Value of information analysis provides a framework for the analysis of uncertainty within economic analysis by focussing on the value of obtaining further information to reduce uncertainty. The mathematical definition of the expected value of perfect information (EVPI) is fixed, though there are different methods in the literature for its estimation. In this paper these methods are explored and compared.


Analysis was conducted using a disease model for Parkinson’s disease. Five methods for estimating partial EVPIs (EVPPIs) were used: a single Monte Carlo simulation (MCS) method, the unit normal loss integral (UNLI) method, a two-stage method using MCS, a two-stage method using MCS and quadrature and a difference method requiring two MCS. EVPPI was estimated for each individual parameter in the model as well as for three groups of parameters (transition probabilities, costs and utilities).


Using 5,000 replications, four methods returned similar results for EVPPIs. With 5 million replications, results were near identical. However, the difference method repeatedly gave estimates substantially different to the other methods.
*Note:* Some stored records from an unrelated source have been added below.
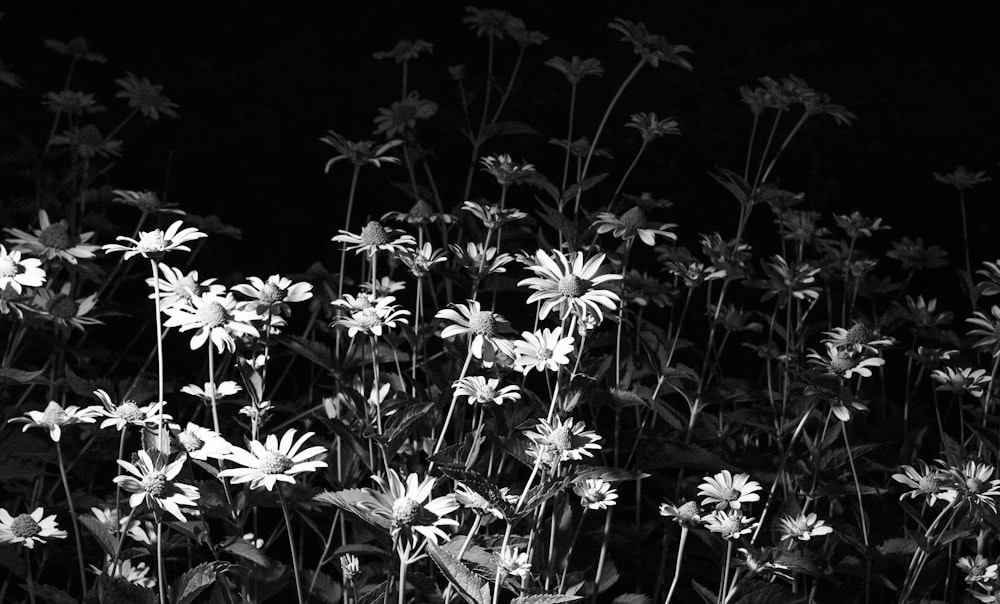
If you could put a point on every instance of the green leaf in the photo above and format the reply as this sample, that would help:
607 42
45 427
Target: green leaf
466 582
187 587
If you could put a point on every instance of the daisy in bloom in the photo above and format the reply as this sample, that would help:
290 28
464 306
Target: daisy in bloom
409 508
274 294
480 325
273 461
153 483
632 224
926 481
730 524
201 443
214 317
595 494
374 238
961 380
484 390
564 439
17 272
128 412
802 527
511 561
29 529
728 491
542 350
53 240
570 285
978 569
177 287
687 514
154 244
54 417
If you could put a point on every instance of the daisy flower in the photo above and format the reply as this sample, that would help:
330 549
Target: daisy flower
595 494
632 224
374 238
201 443
480 325
482 390
273 461
153 483
565 440
730 524
569 285
29 529
802 527
214 317
53 240
542 350
728 491
128 412
54 418
274 294
154 244
177 287
409 508
16 271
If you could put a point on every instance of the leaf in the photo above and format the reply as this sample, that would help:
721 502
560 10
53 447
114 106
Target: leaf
187 587
467 583
101 532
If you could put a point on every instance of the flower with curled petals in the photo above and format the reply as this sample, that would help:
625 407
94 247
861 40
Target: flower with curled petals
273 461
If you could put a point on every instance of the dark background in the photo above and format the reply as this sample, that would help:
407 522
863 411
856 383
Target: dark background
258 85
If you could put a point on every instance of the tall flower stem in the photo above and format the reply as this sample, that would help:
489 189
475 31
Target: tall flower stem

The difference method is not rooted in the mathematical definition of EVPI and is clearly an inappropriate method for estimating EVPPI. The single MCS and UNLI methods were the least complex methods to use, but are restricted in their appropriateness. The two-stage MCS and quadrature-based methods are complex and time consuming. Thus, where appropriate, EVPPI should be estimated using either the single MCS or UNLI method. However, where neither of these methods is appropriate, either of the two-stage MCS and quadrature methods should be used.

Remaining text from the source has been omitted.